Well, it's your site, so you can do what you want with it, but I don't believe what you just wrote is logical at all. Sometimes, you just want to see, in general, how one language compares to another when one uses intrinsics and the other doesn't, without having to click through every single benchmark across multiple versions to find one without intrinsics. This is just bad UX and waste of time.
Look at all the programming language implementations that provide big integers by calling out to GMP. Why would it be "cheating" when available to all and done openly? Libraries matter.
>Most the Debian benchmarks for C# are cheaty too.<
In any case, because the charts are frequently cut & pasted out-of-context they should not include pi-digits and regex-redux data. Now they don't, so thank you.
If you don't think it's appropriate to compare the pi-digits and regex-redux programs, simply ignore them and compare the other 8!
The last few Spring projects I worked on that used the latest Java, still used Lombok. Records do exist, but you can't or don't want to always use them.
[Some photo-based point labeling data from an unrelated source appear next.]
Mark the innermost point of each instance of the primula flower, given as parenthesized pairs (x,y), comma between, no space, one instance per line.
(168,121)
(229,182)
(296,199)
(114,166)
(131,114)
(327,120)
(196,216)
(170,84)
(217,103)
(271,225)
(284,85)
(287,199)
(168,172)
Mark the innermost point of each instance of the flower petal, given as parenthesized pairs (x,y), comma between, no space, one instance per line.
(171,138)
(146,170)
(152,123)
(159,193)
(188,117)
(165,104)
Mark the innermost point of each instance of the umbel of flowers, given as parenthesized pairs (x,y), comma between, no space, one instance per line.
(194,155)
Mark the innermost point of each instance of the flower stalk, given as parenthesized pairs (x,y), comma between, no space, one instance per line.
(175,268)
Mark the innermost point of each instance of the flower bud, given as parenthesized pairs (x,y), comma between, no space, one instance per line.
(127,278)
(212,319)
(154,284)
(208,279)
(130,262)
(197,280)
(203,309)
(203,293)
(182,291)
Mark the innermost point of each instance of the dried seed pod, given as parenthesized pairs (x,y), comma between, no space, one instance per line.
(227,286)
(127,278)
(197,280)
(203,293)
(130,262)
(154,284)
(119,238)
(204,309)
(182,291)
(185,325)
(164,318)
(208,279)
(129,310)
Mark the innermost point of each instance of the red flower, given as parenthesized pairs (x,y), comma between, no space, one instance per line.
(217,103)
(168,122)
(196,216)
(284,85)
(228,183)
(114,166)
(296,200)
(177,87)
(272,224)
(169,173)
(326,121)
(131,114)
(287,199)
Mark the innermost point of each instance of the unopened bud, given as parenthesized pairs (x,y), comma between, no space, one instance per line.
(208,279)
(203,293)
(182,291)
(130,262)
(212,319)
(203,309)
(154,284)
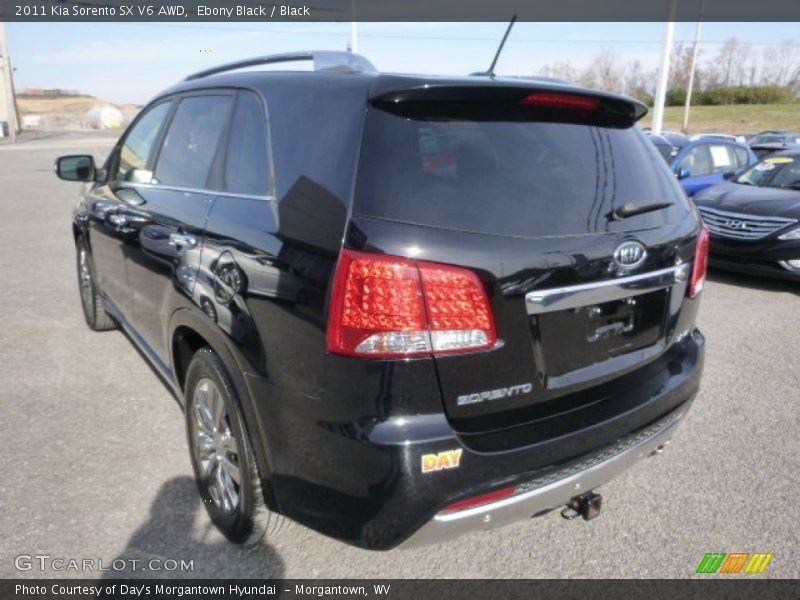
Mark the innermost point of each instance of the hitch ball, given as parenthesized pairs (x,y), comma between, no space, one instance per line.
(587,506)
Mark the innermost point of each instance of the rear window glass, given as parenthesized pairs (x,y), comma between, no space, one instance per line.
(527,179)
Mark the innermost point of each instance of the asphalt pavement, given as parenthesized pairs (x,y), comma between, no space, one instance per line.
(94,463)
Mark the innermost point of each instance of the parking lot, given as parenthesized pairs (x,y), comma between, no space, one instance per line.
(95,465)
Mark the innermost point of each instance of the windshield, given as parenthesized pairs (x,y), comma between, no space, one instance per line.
(774,171)
(518,178)
(767,139)
(667,152)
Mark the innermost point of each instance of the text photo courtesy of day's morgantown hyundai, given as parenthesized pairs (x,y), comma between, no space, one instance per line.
(344,302)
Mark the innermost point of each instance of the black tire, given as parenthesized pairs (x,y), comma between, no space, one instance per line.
(247,520)
(91,299)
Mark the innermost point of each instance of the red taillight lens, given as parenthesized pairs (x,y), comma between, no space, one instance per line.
(553,100)
(481,500)
(700,263)
(387,306)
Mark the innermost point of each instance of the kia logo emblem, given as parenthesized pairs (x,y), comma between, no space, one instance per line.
(630,255)
(735,224)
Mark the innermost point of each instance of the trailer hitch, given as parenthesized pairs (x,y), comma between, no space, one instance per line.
(587,505)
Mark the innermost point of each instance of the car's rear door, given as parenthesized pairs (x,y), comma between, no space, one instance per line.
(526,200)
(174,209)
(699,162)
(112,205)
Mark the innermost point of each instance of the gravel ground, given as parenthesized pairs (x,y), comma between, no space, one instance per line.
(96,466)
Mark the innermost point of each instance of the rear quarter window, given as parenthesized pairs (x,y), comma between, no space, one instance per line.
(527,179)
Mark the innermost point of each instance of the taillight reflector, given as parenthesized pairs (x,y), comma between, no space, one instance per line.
(553,100)
(388,306)
(481,500)
(700,263)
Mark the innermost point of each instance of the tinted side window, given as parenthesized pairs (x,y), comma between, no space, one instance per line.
(522,178)
(192,140)
(139,143)
(248,165)
(698,161)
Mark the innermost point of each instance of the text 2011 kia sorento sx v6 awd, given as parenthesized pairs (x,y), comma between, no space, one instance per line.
(397,308)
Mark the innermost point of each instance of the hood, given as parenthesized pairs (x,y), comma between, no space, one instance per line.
(750,199)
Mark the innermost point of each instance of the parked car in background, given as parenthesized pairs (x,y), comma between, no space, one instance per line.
(703,162)
(764,150)
(665,147)
(739,139)
(753,219)
(775,136)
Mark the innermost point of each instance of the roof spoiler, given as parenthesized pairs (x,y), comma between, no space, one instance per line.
(497,101)
(326,61)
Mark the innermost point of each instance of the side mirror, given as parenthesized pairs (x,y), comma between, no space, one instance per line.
(77,167)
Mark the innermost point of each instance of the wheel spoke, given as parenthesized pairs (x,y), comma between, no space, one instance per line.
(205,418)
(219,483)
(207,466)
(205,444)
(228,443)
(232,469)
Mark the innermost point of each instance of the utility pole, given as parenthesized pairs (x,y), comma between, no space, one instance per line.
(8,86)
(697,33)
(663,71)
(353,28)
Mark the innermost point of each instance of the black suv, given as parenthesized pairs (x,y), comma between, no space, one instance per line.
(397,308)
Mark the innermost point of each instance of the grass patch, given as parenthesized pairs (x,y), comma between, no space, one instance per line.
(736,118)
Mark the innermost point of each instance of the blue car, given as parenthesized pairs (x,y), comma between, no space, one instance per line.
(703,162)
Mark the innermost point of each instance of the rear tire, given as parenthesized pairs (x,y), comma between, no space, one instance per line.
(224,464)
(91,299)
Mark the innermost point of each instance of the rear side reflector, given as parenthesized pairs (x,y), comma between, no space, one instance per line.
(700,263)
(481,500)
(389,307)
(553,100)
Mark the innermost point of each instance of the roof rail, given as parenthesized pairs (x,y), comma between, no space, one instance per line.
(329,61)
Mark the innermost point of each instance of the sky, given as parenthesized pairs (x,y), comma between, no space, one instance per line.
(131,62)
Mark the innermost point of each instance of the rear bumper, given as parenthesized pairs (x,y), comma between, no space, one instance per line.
(364,480)
(556,489)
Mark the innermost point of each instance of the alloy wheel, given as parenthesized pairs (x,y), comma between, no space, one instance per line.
(215,446)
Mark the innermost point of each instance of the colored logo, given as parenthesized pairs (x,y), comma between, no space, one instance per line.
(735,562)
(449,459)
(630,255)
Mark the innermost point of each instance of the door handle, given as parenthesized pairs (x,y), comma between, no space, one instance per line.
(117,219)
(182,240)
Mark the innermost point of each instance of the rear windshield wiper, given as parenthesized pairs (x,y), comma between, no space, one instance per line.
(631,210)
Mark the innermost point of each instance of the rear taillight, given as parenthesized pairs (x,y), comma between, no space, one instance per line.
(700,263)
(554,100)
(389,307)
(481,500)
That's basically modern-day Java, with Lombok and other tidbits. Furthermore, if I recall correctly, Java has better performance on web benchmarks than C#.
> Had Java been better, Kotlin wouldn't need to be invented.
Kotlin was invented to make a sugary version of Java, and thus drive more JetBrains sales. It got popular because Oracle got litigious. As someone who's been on the Java train for almost two decades, what usually happens, if any JVM Lang becomes too popular, Java has the tendency to reintegrate its features into itself.
> Whatever you like, find fun and makes you a productive and happy developer. There is nothing wrong in using C or C++. Or Python. Or Haskell.
Sure, assuming it fits the domain. Like, don't use Python for kernel dev or Java for some obscure ML/AI when you could use Python.